Two takeaways. Under roughly $1,000 a month, Skool Hobby is the cheapest seat in the game. Past $1,268 a month, Skool Pro beats everything here on total cost, because its 2.9% already includes processing. The exact switch point for your numbers is in the Skool pricing breakdown.
Community Experience: Simplicity vs Control
Skool gives every community the same three tabs and makes engagement the product: points for contributions, levels that unlock courses, and a leaderboard that keeps members visible. Circle gives you the keys instead: space types, layouts, member segments, and a look that matches your brand rather than Skool’s.
That difference decides most real purchases. A coach selling a $49-a-month mastermind benefits from Skool’s enforced simplicity, because members never get lost. A company running a customer community around a product usually needs Circle’s structure, because one feed cannot hold support, announcements, and cohorts at once.
Courses and Monetization
Both platforms sell memberships and courses natively. Skool ties course access to levels or purchases inside one classroom tab, and its checkout runs in USD only. Circle sells subscriptions, one-time purchases, and gated spaces with more packaging options. Neither is a full marketing suite; email funnels live elsewhere in both cases.
Payments and Payouts in Practice
Skool pays owners every Wednesday, with the first payout landing within 14 days, and bills members in USD only. Its fee is final: transaction fees stay with Skool even when you refund a member. Circle’s platform fee scales by plan instead, from 2% on Professional down to 1% on Business and 0.5% on Enterprise.
- Skool: USD-only checkout, weekly Wednesday payouts, single charges capped at $100,000.
- Circle: the 2% fee is the entry rate; bigger communities negotiate it down a full plan tier at a time.
- Refund reality: Skool keeps its transaction fee on refunded payments, so budget fees into your churn math.
If Circle’s structure appeals but the $89 entry does not, the middle path is usually Mighty Networks, which I break down in the Skool vs Mighty Networks comparison.
Choose Skool or Circle: The 30-Second Version
- Choose Skool if: you are a solo creator or coach, want gamified engagement, and care about the lowest all-in cost under about $5,000 a month in member billing.

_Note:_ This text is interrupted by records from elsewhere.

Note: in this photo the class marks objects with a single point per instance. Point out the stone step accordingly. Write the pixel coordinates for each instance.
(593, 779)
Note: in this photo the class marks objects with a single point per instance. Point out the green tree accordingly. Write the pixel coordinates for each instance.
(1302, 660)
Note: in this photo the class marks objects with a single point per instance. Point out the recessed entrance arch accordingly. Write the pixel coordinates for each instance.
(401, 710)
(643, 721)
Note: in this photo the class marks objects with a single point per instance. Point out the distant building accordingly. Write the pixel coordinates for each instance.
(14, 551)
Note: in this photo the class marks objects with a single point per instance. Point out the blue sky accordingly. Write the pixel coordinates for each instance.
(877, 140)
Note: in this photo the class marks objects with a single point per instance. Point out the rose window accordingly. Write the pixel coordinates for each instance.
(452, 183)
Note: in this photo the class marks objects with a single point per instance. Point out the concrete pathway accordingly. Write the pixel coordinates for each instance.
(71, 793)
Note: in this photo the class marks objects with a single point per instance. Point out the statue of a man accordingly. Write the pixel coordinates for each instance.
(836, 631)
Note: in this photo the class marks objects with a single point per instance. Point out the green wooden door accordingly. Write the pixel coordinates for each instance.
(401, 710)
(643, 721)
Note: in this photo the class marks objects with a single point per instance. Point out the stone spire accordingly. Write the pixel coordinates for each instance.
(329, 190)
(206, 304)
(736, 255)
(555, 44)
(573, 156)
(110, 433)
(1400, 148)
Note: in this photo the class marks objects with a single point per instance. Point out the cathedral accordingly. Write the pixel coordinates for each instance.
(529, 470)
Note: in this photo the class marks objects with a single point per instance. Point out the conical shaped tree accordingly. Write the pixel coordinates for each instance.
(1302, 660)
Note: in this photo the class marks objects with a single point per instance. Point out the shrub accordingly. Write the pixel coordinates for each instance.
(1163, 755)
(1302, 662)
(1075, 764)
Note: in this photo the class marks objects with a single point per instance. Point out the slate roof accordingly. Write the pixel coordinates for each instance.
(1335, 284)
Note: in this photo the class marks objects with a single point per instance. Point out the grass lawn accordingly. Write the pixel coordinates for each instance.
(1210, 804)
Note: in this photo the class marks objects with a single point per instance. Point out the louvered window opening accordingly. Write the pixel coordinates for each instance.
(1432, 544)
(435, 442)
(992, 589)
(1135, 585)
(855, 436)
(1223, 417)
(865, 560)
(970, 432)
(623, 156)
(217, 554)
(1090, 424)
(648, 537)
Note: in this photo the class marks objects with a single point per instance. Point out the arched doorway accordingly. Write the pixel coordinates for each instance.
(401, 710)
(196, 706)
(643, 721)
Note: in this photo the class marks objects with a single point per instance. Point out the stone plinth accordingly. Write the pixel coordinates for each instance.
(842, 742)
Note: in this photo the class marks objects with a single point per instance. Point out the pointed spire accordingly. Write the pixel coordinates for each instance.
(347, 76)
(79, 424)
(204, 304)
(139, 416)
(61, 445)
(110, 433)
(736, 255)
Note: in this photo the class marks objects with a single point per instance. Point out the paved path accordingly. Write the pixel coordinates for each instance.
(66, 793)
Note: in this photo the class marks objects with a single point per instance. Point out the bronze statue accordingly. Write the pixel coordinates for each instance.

- Choose Circle if: brand control, flexible space structure, and a customer-community layout matter more than $80 a month and a leaderboard.
- Still deciding? My full Skool review covers who should skip Skool entirely.
Switching Between Skool and Circle
Expect a weekend of work, not a click. Courses rebuild manually on either side, member payments need a fresh checkout (subscriptions do not transfer between processors), and your members must re-onboard. Time the move against billing: Skool refunds nothing mid-period, so cancel at the cycle edge using the cancellation guide, and run both trials in parallel before moving anyone.
Frequently Asked Questions
Is Skool better than Circle?
For solo creators and coaches, usually yes; for brand communities, usually no. Skool wins on simplicity, gamification, and a $9 entry. Circle wins on customization, space structure, and brand control at $89 a month billed annually.
Which is cheaper, Skool or Circle?
Skool, at almost every revenue level. Hobby costs $9 versus Circle’s $89 entry, and Skool Pro’s 2.9% + $0.30 fee already includes processing, while Circle adds its 2% platform fee on top of card processing.
Do Skool and Circle both have free trials?
Yes, 14 days on both. Circle’s trial starts without a card. Skool’s trial converts to a paid plan on day 15 unless you cancel by day 13.
Which platform is better for courses?
They are close; the difference is packaging. Skool ships one classroom with level-gated or paid access. Circle packages courses as spaces with more layout and access options.
Does Circle have Skool-style gamification?
Not at the same depth. Points, levels, and the leaderboard are the center of Skool’s member experience. Circle focuses on structure and branding instead.
How fast does Skool pay out compared to Circle?
Skool pays owners every Wednesday, with the first payout inside 14 days. Payouts go to your connected bank account in USD. Circle routes payments through its processing setup with fees varying by plan tier.